Le gouvernement actuel n’apparaît plus comme pouvant résoudre cette crise aux yeux des Espagnols. Il a perdu sa crédibilité vis-à-vis des électeurs, qui ne lui font plus confiance, d’autant qu’il a mis du temps à admettre que le pays traversait une crise sans précédent. En 2008, pour assurer sa réélection, le premier ministre, José Luis Rodriguez Zapatero, affirmait que l’Espagne ne serait pas touchée, grâce à des bases économiques solides, qu’elle avait doublé l’Italie en matière de PIB et s’apprêtait à rejoindre le peloton de tête formé par la France et l’Allemagne. Il n’a reconnu que récemment que le pays traversait effectivement une crise, tout en assurant qu’elle serait bientôt terminée. Le PSOE a aussi adopté, il y a peu, un discours plus social, pour promettre de défendre les acquis sociaux des salariés. Mais ces promesses sont arrivées trop tard pour être crédibles : le décrochage des électeurs avait déjà eu lieu.
Les Espagnols ont manifesté leur rejet du gouvernement et non une réelle adhésion à l’opposition. Le PSOE a pâti d’une défection de ses troupes. Par exemple, les élus locaux n’ont pas souhaité que José Luis Rodriguez Zapatero vienne les soutenir dans leurs collectivités, préférant qu’il prenne du recul. A contrario, le PP a bénéficié d’un surcroît de mobilisation de ses électeurs, mais sans pour autant provoquer une hausse de la cote de popularité de son leader, Mariano Rajoy.
Le mouvement du 15-Mai n’a pas eu de réelle conséquence sur les résultats du scrutin car il s’agit moins d’un élément nouveau que de l’expression physique d’un mécontentement qui touche l’Espagne depuis longtemps sans s’être jamais exprimé. Le vote sanction aurait de toute façon eu lieu, au regard du malaise qui touche le pays.
Par contre, le 15-Mai a fait augmenter les votes blancs et nuls, qui atteignent plus de 4 %. Les Espagnols qui campent sur les places des grandes villes, sociologiquement plus proches de la gauche, ont en effet refusé de voter pour le gouvernement sans néanmoins appeler à voter pour la droite.
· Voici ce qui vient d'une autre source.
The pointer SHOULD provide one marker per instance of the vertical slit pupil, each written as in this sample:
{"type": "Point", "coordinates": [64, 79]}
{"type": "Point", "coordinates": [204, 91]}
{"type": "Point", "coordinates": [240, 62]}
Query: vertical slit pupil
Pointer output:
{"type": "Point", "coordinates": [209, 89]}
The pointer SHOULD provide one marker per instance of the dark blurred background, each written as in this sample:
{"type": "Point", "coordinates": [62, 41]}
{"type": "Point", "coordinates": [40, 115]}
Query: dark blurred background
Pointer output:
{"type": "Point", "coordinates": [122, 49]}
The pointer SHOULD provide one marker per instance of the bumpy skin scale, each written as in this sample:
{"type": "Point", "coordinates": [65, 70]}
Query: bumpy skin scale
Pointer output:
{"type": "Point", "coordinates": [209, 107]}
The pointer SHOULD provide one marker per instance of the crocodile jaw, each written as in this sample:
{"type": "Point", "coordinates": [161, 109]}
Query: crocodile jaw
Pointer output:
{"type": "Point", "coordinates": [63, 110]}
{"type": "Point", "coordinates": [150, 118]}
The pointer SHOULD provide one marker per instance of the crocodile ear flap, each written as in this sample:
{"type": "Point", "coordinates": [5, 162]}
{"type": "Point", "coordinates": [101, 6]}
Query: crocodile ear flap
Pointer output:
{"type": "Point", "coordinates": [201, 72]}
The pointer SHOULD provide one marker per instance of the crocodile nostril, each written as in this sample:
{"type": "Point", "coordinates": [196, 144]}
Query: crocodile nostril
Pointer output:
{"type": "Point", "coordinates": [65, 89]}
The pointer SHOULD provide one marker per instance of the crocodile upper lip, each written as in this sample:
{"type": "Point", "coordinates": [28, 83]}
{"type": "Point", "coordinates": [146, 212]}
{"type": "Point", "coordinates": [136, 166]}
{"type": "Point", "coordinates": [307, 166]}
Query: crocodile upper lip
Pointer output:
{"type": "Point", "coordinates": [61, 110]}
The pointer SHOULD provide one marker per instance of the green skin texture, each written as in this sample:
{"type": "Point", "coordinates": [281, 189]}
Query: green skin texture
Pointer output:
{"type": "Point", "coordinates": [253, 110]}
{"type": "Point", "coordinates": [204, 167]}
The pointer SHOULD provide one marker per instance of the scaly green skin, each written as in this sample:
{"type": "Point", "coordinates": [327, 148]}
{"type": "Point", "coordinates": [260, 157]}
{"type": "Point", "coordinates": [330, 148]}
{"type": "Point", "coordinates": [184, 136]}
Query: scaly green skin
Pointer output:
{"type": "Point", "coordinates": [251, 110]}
Ces élections locales donnent un aperçu des résultats des élections générales de 2012, qui verront l’élection d’un nouveau gouvernement. Le parti populaire va essayer de profiter de son succès pour rassembler davantage d’électeurs en vue du prochain scrutin. Il doit aussi tenter de calmer les éléments les plus extrémistes en son sein et privilégier le centre-droit.
Quant au PSOE, son défi est de trouver un nouveau leader, José Luis Rodriguez Zapatero ayant annoncé qu’il se retirait. Si le parti se relève de la débâcle de ce week-end, il devrait organiser un processus de primaire, qui pourrait opposer deux figures socialistes : Alfredo Perez Rubalcaba, premier vice-président du gouvernement, et Carme Chacon, ministre de la défense. Mais quel que soit leur leader, les socialistes devront replacer le social au centre de leurs priorités, malgré le calendrier très serré dont ils disposent.
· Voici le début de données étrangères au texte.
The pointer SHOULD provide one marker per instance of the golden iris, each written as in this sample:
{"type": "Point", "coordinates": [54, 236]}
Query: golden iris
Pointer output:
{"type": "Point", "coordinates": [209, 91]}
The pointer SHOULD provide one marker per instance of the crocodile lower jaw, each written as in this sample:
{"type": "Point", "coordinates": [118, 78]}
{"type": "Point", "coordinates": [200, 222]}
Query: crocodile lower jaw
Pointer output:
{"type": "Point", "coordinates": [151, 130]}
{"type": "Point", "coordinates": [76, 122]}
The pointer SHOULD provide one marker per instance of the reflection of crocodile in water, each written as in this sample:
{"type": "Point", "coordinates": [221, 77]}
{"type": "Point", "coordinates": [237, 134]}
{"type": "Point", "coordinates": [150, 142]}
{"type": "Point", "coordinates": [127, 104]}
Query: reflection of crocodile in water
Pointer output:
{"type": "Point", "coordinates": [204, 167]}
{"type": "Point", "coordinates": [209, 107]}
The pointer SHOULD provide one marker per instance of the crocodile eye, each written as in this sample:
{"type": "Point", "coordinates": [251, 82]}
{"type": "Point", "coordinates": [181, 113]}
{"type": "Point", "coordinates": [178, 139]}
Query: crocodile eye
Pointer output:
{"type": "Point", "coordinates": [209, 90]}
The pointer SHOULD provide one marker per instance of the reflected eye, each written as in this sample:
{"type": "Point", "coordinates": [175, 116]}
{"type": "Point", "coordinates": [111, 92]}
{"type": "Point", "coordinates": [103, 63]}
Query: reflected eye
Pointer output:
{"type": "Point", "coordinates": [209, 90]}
Les partis de la troisième voie, comme Bildu dans le pays basque, ou l’UPD à Madrid, sortis renforcés par le scrutin, vont aussi tenter de percer l’an prochain.
Certains souhaitent l’organiser en mouvement politique pour se positionner sur l’échiquier institutionnel, passer de la réaction émotionnelle à quelque chose de plus rationnel, sans pour autant devenir un parti, dont ils réfutent la légitimité. Mais sa structuration risque d’être délicate tant il s’agit d’un mouvement de type soixante-huitard, assembléiste, informel et assez spontané. Le mouvement peut donc aussi s’essouffler même si le malaise perdure jusqu’en 2012.